Wilmoth mentions a comment she recently overheard from a radiologist who was opposed to changing dictation practices to computer entry, who said, “I did not go through 12 years of school to be a secretary.”

“It’s not an elitist attitude. Their skills lie elsewhere,” Wilmoth says. “Taking the dictation option out is certainly going to frustrate some and potentially affect patient care.”

Computer-entry models will likely be embraced more in the physician office setting, Lucci says, where the need to create efficiencies and reduce overhead is becoming more urgent. Statistics from the Medical Records Institute suggest that transcription costs per physician range from several thousand dollars to more than $25,000 annually, making technologies such as speech recognition and point-of-care documentation more attractive.

Alongside resistance to change from some physicians is the question of how a transcription workforce already diminishing in numbers will adapt to its role being redefined. Acknowledging that as more EMRs enter the physician office setting, the need for transcriptionists will continue to decrease, Wilmoth says many transcriptionists are not prepared to “morph” into the editing roles that will be required to complement speech recognition technology.

“It’s a different skill set,” she says. “I think there are some that can transition into editors … some will ride it out and retire … and some will refuse to embrace technology and will go do something else.”

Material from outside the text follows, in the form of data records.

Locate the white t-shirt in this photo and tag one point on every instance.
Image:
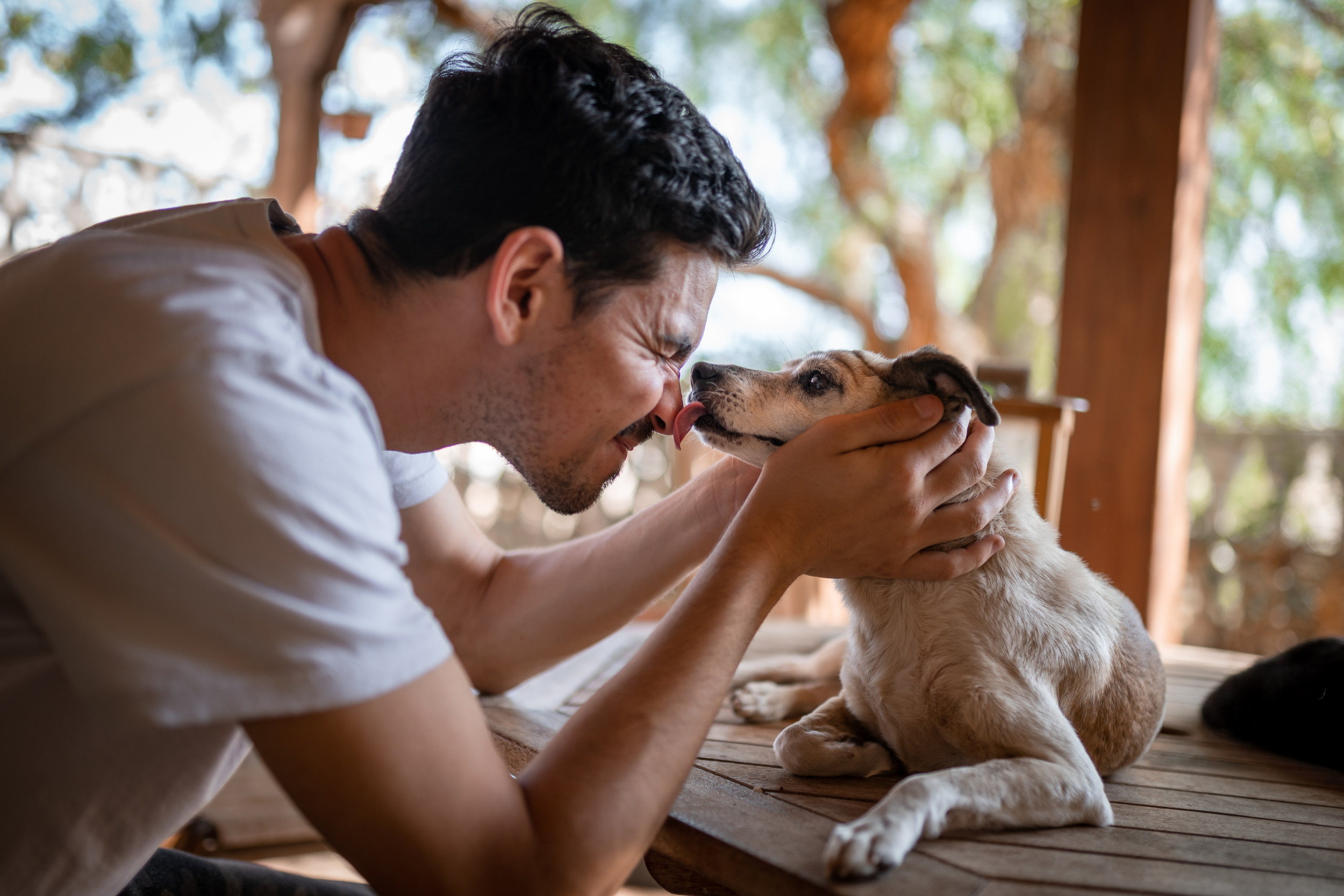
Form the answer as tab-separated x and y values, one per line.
198	526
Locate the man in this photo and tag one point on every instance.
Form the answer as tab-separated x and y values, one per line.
199	529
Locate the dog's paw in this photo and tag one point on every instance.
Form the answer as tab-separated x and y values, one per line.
870	845
762	701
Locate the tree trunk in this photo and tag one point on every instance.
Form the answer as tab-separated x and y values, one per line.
1027	171
307	38
862	34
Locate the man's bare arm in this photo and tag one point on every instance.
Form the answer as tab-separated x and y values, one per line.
511	615
408	785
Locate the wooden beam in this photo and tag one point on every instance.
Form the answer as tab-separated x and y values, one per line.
1133	289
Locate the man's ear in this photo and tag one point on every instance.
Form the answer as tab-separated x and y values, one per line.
527	275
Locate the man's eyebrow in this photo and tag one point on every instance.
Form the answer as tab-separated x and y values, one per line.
681	346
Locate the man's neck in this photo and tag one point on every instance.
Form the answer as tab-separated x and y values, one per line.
394	343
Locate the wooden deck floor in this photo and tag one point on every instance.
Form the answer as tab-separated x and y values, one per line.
1198	814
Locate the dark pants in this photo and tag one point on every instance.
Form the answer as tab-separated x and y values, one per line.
171	872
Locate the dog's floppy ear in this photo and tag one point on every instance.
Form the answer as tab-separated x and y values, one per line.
947	378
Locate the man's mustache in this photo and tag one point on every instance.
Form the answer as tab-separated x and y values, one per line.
640	432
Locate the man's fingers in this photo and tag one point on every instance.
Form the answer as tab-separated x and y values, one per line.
891	422
937	566
959	520
964	468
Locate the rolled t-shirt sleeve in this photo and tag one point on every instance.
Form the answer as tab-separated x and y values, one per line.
416	477
219	544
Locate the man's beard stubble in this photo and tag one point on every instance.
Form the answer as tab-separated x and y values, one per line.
565	485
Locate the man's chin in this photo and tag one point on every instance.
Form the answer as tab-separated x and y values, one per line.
571	488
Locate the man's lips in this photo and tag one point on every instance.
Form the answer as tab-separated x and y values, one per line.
684	421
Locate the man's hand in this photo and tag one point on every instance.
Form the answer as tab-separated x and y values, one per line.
863	494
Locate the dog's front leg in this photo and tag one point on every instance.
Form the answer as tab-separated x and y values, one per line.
823	663
1061	787
830	742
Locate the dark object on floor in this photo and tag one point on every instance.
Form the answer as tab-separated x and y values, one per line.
173	872
1292	704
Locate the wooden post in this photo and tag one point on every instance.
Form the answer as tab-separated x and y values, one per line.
1133	289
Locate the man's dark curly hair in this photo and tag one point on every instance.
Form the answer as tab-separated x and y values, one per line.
552	125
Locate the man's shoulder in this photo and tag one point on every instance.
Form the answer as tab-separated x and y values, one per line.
112	308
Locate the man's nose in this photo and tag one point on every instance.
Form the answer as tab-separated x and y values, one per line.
705	372
667	409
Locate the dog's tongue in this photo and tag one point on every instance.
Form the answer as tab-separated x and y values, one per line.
684	421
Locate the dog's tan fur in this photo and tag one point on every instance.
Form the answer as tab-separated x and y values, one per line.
1012	688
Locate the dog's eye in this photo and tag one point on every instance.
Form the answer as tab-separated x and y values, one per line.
816	382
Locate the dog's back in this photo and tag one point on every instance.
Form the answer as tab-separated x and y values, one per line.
1033	612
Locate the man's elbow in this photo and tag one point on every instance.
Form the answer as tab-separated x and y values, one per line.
492	677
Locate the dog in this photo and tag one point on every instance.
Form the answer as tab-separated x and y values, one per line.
1004	695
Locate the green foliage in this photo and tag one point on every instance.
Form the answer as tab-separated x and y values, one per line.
1276	216
97	61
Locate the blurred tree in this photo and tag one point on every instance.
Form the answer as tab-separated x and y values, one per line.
97	61
307	39
1275	248
929	101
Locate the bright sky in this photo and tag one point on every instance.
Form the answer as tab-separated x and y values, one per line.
217	140
222	139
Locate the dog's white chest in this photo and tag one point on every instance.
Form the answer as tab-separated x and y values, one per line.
899	658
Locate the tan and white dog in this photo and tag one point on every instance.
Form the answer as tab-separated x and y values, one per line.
1006	693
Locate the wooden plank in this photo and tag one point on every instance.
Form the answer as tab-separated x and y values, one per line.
1132	288
1232	827
1230	787
252	809
832	808
1120	872
1219	840
749	754
762	735
562	682
1238	806
1173	847
1195	658
744	840
1014	888
519	734
1229	750
1160	761
778	781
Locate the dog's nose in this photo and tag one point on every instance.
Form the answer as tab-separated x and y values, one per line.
705	372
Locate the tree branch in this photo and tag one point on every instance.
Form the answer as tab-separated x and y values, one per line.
468	18
1331	20
827	295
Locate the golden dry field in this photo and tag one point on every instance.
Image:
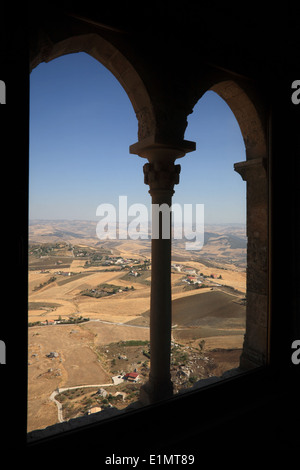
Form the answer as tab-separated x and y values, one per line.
55	295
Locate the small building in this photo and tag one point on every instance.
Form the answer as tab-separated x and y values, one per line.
95	409
131	376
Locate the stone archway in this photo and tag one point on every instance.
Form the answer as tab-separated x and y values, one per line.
255	172
109	56
244	103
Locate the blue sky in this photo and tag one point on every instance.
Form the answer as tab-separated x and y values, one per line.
81	126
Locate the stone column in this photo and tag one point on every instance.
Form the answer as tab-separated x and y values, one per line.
161	174
255	349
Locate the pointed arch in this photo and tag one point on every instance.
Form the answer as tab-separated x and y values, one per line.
116	62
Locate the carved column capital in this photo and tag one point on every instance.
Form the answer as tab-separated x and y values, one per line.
160	175
256	167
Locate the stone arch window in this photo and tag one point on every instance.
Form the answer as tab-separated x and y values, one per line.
109	56
135	97
213	308
245	106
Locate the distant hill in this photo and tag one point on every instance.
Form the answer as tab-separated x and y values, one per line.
224	243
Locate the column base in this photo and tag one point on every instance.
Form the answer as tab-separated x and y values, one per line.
153	392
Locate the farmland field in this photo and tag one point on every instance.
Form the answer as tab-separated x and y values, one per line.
83	297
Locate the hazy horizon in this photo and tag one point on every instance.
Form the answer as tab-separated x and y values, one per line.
81	126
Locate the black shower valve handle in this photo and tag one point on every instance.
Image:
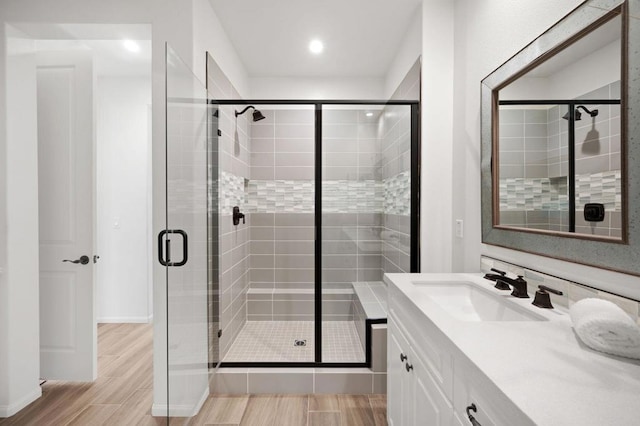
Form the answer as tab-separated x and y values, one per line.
237	216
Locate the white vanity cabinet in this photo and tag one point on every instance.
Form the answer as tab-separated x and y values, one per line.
429	382
413	395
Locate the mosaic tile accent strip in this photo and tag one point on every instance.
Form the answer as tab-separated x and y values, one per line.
551	194
391	196
397	194
604	187
280	196
231	191
352	196
534	194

Then, there’s the compensation issue. Presently under notable debate is how to create a fair and equitable system to pay medical transcriptionists for “editing” work, especially in the training phase when production levels dip. Alongside that scenario is the fact that they “will have to edit twice as much as transcribed to make as much money,” according to Wilmoth.

Is Accuracy a Factor?
Consider the following differences between dictated instructions and what medical transcriptionists were able to catch and clarify as potential errors in physician-entered documents. According to Lucci, the following variances were just a few of nearly 150 errors one transcriptionist found in just two months’ time:

1. Dictated: Will resume Altace and metoprolol, but will hold if the systolic blood pressure is less than 10 or the diastolic is less than 60.
   Typed: Will resume Altace and metoprolol, but will hold if the systolic blood pressure is less than 100 or diastolic is less than 60.

2. Dictated: Zosyn 3.375 mg q eight hours IV X 7 days.
   Typed: Zosyn 3.375 grams q eight hours IV X 7 days.

“Physicians have entrusted transcriptionists to do their documentation for well over 30 years,” Lucci says, pointing to the fact that, in many ways, physicians have limited their own ability to document accurately because it has not been their day-to-day practice. “Is accuracy an issue? If you look at clinician-entered information as compared to dictated and transcribed reports, I think you would be surprised to see that the quality isn’t as good. A well-trained [medical transcriptionist] will catch errors in dictation and speech recognition.”

Issues associated with accuracy may be compounded in that physicians may not have the time to be as thorough as they need to be if left to enter their own documentation directly into an EMR.

“Not only is accuracy an issue, but completeness is a bigger issue to telling the patient story,” Lucci says.

Wilmoth tells the story of a patient whose visit to a physician amounted to no more than a series of questions and answers. She notes that the physician pointed and clicked his way through the exam on the computer without ever “laying a hand” on the patient and then proceeded to bill for a complete exam.

“The questions then become, was he attempting to overbill, or did he not understand the documentation system?” she asks. “The other scenario is that they may underdocument to save time.”

It appears certain that traditional dictation and transcription practices are evolving. As they do, the EMR’s impact is by most accounts a change for the better in healthcare documentation. What is perhaps not completely certain is how exactly that transition will take place, to what extent, and when it will happen.

— Selena Chavis is a Florida-based freelance journalist whose writing appears regularly in various trade and consumer publications covering everything from corporate and managerial topics to healthcare and travel.